BBGI enters its May 1 earnings call looking nothing like it did four weeks ago — and the lending market tells that story more clearly than anything else.
The setting is dramatic. Beasley Broadcast Group spent most of April at the epicentre of one of the most violent short squeezes in the small-cap broadcasting space this year. The trigger was a debt restructuring. On April 8, the company announced a comprehensive exchange offer and tender on its first and second lien notes. The market read it as a lifeline. The stock rocketed more than 250% in a single session, and had added another 337% over the following five days. From under $4 in early April, shares closed Tuesday at $22.32 — up 30% on the week and nearly 600% over the past month.
The positioning data captures the squeeze in full detail. Short interest as a percentage of free float peaked above 72% around April 10, with cost to borrow simultaneously breaking above 440% APR — extraordinary levels even by micro-cap standards. Availability had tightened almost to zero. Then the unwind began. Shorts covered aggressively as the stock ran: SI % FF collapsed from that 72% peak all the way to roughly 8.5% by April 28, while cost to borrow has pulled back to around 238% — still extreme by any normal measure, but down sharply from its high. The ORTEX short score, which peaked near 79 on April 15, has eased to 68.5, reflecting a lending market that remains tight but is no longer in acute squeeze territory. Borrow availability, though wider than a fortnight ago, is still far below levels that would signal a fully normalised market.
What makes the week notable is that the squeeze has now largely cleared, yet the borrow market has not relaxed to anything resembling normal. Cost to borrow at 238% means holding a short position in BBGI still costs roughly two and a half times the position value annually. That acts as a structural deterrent to re-shorting aggressively, even though SI has fallen sharply. The days-to-cover rank sits at the 94th percentile across the universe — a reminder that even at reduced levels, the remaining short position relative to trading volume is sizeable.
The debt deal itself just closed. On April 29, Beasley confirmed that 100% of outstanding first lien noteholders and 99.53% of second lien noteholders accepted the exchange or tender terms. The company described this as knocking millions off its debt burden — a genuine structural improvement for a broadcaster that had been labouring under a heavy refinancing overhang. A new institutional holder worth watching: Turning Rock Capital Partners filed a 13G on April 17, disclosing a fresh stake of 72,557 shares acquired as of April 8 — the exact day of the earnings and restructuring announcement. The Beasley family collectively retains a dominant position, with GGB Family Enterprises alone holding over 31% of shares.

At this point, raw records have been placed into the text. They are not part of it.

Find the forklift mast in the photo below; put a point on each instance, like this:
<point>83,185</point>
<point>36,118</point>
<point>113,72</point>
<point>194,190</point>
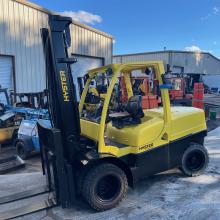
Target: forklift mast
<point>63,105</point>
<point>61,144</point>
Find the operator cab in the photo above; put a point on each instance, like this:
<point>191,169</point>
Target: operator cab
<point>123,119</point>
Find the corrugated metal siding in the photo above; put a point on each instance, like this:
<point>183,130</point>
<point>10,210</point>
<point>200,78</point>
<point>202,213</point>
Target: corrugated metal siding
<point>20,37</point>
<point>196,62</point>
<point>141,57</point>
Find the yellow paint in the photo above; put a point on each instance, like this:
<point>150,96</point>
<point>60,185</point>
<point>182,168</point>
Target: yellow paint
<point>159,126</point>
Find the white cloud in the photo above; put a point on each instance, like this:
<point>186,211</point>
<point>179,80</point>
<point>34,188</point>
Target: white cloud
<point>193,48</point>
<point>215,10</point>
<point>83,16</point>
<point>196,49</point>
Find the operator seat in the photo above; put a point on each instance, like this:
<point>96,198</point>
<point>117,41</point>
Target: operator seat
<point>132,114</point>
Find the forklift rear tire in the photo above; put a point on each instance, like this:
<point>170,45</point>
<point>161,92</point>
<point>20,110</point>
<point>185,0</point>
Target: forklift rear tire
<point>21,151</point>
<point>195,160</point>
<point>104,186</point>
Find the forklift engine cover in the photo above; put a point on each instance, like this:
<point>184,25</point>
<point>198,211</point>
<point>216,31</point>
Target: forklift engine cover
<point>152,125</point>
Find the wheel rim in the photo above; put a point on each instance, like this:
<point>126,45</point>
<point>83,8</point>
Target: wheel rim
<point>195,160</point>
<point>108,188</point>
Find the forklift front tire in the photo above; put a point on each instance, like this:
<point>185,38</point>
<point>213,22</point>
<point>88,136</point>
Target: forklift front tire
<point>195,160</point>
<point>104,186</point>
<point>21,150</point>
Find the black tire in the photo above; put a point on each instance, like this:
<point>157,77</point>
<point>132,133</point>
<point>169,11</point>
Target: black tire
<point>195,160</point>
<point>21,150</point>
<point>104,186</point>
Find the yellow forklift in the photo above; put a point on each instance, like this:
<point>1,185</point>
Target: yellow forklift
<point>98,156</point>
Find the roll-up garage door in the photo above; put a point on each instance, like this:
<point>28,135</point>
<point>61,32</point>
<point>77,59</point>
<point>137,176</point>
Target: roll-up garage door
<point>6,74</point>
<point>81,67</point>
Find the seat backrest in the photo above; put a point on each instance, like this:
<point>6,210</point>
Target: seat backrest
<point>134,107</point>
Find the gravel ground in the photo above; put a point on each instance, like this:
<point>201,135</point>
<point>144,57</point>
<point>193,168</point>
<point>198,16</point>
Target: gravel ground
<point>168,195</point>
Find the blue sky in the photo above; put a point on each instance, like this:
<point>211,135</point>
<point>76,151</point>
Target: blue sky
<point>149,25</point>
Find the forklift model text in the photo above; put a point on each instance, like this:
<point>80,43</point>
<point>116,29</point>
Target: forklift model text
<point>64,86</point>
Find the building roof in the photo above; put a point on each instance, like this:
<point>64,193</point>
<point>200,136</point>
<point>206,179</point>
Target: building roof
<point>166,51</point>
<point>39,8</point>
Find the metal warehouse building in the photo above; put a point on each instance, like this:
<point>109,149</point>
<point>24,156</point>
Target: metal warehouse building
<point>181,62</point>
<point>22,65</point>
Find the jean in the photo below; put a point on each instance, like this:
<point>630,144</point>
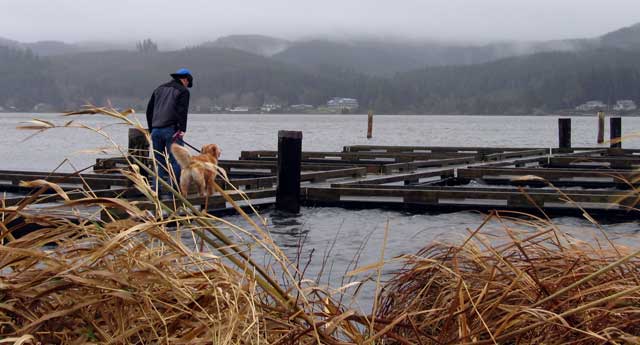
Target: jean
<point>162,139</point>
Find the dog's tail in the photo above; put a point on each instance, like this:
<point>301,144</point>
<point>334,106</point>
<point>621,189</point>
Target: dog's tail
<point>181,154</point>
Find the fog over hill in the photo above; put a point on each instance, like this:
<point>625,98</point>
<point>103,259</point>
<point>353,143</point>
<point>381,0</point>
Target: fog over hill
<point>389,76</point>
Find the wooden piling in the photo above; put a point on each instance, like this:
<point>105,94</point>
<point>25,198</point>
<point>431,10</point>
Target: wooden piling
<point>289,169</point>
<point>564,133</point>
<point>600,127</point>
<point>615,124</point>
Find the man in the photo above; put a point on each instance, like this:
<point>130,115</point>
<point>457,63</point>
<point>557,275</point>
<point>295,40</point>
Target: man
<point>167,120</point>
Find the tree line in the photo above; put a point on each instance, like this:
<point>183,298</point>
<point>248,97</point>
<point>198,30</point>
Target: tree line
<point>544,82</point>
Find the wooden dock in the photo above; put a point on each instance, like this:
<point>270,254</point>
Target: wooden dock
<point>565,180</point>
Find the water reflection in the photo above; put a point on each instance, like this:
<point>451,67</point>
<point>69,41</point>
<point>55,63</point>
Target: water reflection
<point>287,229</point>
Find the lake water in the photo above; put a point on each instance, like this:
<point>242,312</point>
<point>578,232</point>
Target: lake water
<point>331,232</point>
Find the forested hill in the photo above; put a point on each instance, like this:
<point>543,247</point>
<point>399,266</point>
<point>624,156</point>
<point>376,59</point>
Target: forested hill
<point>542,82</point>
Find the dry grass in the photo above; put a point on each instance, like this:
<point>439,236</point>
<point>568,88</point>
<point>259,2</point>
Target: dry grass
<point>522,287</point>
<point>112,281</point>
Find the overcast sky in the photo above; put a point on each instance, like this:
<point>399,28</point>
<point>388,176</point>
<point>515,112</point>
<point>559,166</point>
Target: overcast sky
<point>193,21</point>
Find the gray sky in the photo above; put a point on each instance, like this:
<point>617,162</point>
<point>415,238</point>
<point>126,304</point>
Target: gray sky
<point>193,21</point>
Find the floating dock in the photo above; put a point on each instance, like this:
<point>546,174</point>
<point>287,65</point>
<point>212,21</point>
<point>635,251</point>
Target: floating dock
<point>562,181</point>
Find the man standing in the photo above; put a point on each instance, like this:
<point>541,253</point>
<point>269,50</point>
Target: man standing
<point>167,120</point>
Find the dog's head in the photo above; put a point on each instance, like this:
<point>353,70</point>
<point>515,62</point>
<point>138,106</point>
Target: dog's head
<point>211,149</point>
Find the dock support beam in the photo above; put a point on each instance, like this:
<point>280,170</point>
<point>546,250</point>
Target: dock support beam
<point>370,125</point>
<point>564,133</point>
<point>616,132</point>
<point>289,168</point>
<point>600,127</point>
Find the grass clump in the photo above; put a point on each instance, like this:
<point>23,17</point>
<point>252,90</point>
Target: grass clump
<point>517,287</point>
<point>103,280</point>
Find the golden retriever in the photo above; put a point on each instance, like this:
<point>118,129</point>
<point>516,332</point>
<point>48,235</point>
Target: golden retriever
<point>200,169</point>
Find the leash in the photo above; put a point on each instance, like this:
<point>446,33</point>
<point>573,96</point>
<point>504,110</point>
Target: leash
<point>175,139</point>
<point>191,146</point>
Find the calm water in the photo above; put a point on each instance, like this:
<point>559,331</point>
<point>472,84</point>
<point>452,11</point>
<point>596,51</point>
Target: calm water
<point>235,133</point>
<point>330,232</point>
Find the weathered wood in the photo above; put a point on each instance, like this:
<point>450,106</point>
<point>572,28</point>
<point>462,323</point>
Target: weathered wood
<point>616,132</point>
<point>480,172</point>
<point>465,196</point>
<point>564,133</point>
<point>52,198</point>
<point>289,170</point>
<point>588,162</point>
<point>600,138</point>
<point>399,178</point>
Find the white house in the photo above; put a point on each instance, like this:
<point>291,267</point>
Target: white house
<point>343,103</point>
<point>591,105</point>
<point>625,105</point>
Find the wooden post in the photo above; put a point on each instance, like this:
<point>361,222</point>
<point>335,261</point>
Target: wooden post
<point>289,167</point>
<point>564,133</point>
<point>600,127</point>
<point>615,124</point>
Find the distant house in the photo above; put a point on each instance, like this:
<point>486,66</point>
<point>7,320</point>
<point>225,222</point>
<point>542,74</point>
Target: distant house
<point>269,108</point>
<point>240,109</point>
<point>591,105</point>
<point>625,105</point>
<point>340,103</point>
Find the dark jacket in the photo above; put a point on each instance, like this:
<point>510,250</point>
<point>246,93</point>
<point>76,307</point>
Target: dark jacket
<point>168,106</point>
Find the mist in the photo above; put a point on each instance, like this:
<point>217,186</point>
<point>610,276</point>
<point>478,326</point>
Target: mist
<point>191,22</point>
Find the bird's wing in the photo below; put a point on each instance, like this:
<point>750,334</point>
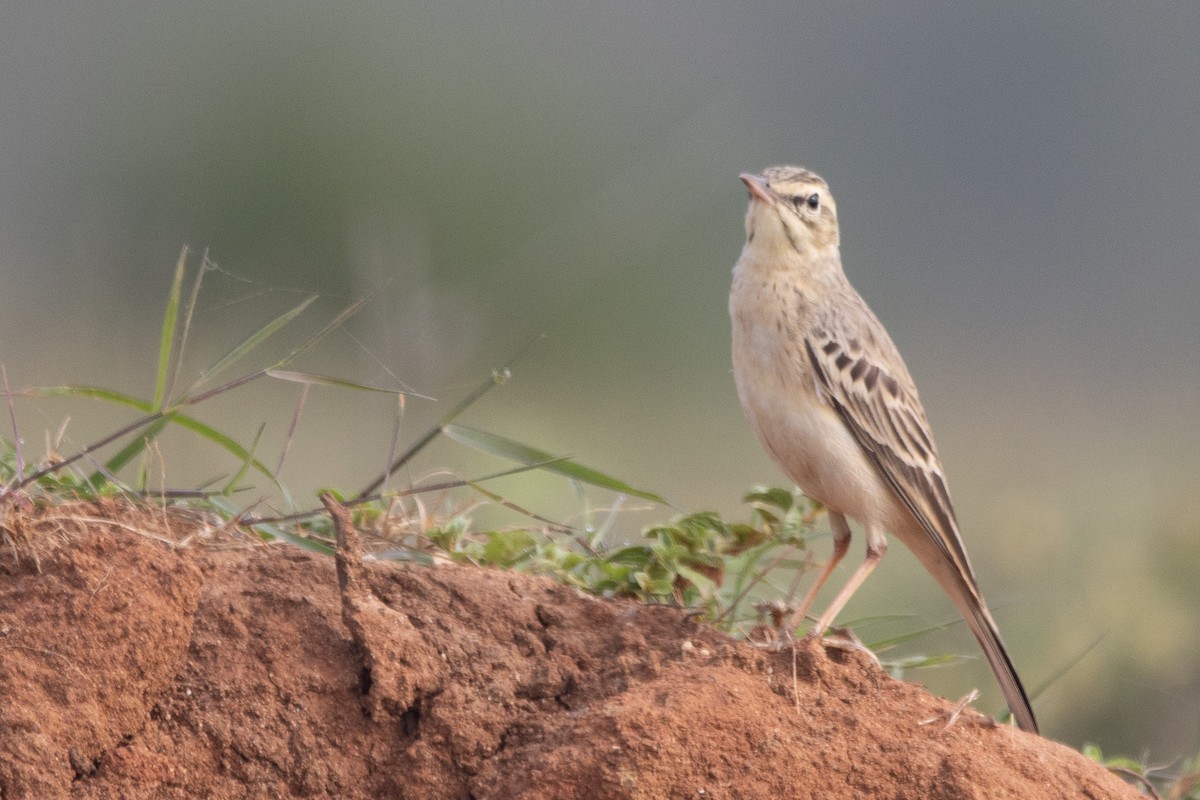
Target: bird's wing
<point>861,374</point>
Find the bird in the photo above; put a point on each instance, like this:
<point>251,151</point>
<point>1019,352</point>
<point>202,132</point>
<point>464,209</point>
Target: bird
<point>831,400</point>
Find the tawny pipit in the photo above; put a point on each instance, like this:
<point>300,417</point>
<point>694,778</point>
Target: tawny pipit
<point>832,401</point>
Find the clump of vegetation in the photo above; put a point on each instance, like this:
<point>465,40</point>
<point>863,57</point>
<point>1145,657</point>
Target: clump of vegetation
<point>699,560</point>
<point>731,573</point>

The earnings event on May 1 arrives in unusual context. The most recent prior print, on April 8, coincided with the restructuring announcement — making that session's +251% move essentially a restructuring reaction rather than a clean earnings signal. With the debt deal now complete, Thursday's call is less about whether the quarter hit numbers and more about what management says regarding the post-restructuring capital structure, any covenant resets, and the operational trajectory for a radio broadcaster navigating a still-challenged advertising market. The ORTEX short score near 69 and cost to borrow still well above 200% signal that the lending market remains on alert — any fresh catalyst could quickly re-tighten conditions that are only partway back to normal.